Я замер, медленно отцепил его руку, улыбнулся, хотя на душе у меня скребли кошки — мне крайне возмутило поведение еврея.

— Гершон Самуэльевич, — ответил я. — Вы меня разочаровали, честное слово.

— Что такое? — басом прогудел заглянувший в прихожую Евгений Евгеньевич. — Что за шум, а драки нет?

— У него спросите, — я показал рукой на хозяина квартиры. — Он вам расскажет. А я, извините, пойду. У меня дел невпроворот.

Мысленно я принял решение больше этому фарцовщику не звонить и попросить Дениса найти другую «нычку».

— Подождите, Антон! Прошу Вас!

Гершон Самуэльевич схватил меня за плечо, погрозил пальцем.

— Секундочку!

Он суетливо увлек за собой в комнату Евгения Евгеньевича, закрыл за собой дверь, оставив меня одного. Я криво улыбнулся. Несмотря ни на что бесплатно лечить этого «влиятельного» товарища я всё равно не собирался. Хотя бы потому, что он «большой» и «очень влиятельный».

Через пару минут Гершон Самуэльевич вышел в прихожую, растерянно улыбнулся и сказал:

— Антон! Ну, зачем же вы так? Раздевайтесь, разувайтесь, проходите в залу. Давайте будем его лечить. А я потом с вами рассчитаюсь.

Он наклонился ко мне и проговорил:

— Три тысячи рублей.

— Нет, — отказался я. — Пять тысяч рублей, Гершон Самуэльевич, и деньги прямо сейчас, из рук в руки.

И пояснил:

— Вы ж прекрасно понимаете, что оказанная услуга ничего не стоит.

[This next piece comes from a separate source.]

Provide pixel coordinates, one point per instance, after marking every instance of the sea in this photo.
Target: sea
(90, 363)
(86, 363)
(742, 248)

— А не дорого ли ты берешь? — в прихожую вышел Евгений Евгеньевич. — Пять тысяч? Не много ли для пацана, а?

— В самый раз! — я едва унял подкатившую волну гнева. — Даже, пожалуй, маловато будет. Семь тысяч, Гершон Самуэльевич.

И засмеялся, глядя на оторопевшего еврея.

— Еще слово и будет десять! — весело добавил я. — Идёт?

— Пацан, ты охренел! — завёлся старикан.

— Десять! — хохотнул я, обвёл их взглядом, махнул рукой. — Ладно, пока!

Но, прежде чем выйти, четко сказал:

— Как только я выйду из квартиры, вы забудете про меня!

Разумеется, перед этим наложил конструкт подчинения.

* * *

Евгений Евгеньевич Агафонкин работал в областном управлении торговли больше 30 лет, из них руководителем — 17. В институте он удачно женился на однокурснице — дочери второго секретаря обкома партии. В результате карьера ему была обеспечена. По партийной линии Евгений Евгеньевич идти сам не захотел (тесть, кстати, его в этом поддержал), пристроив сразу после окончания института на административно-хозяйственную работу в управление торговли облисполкома.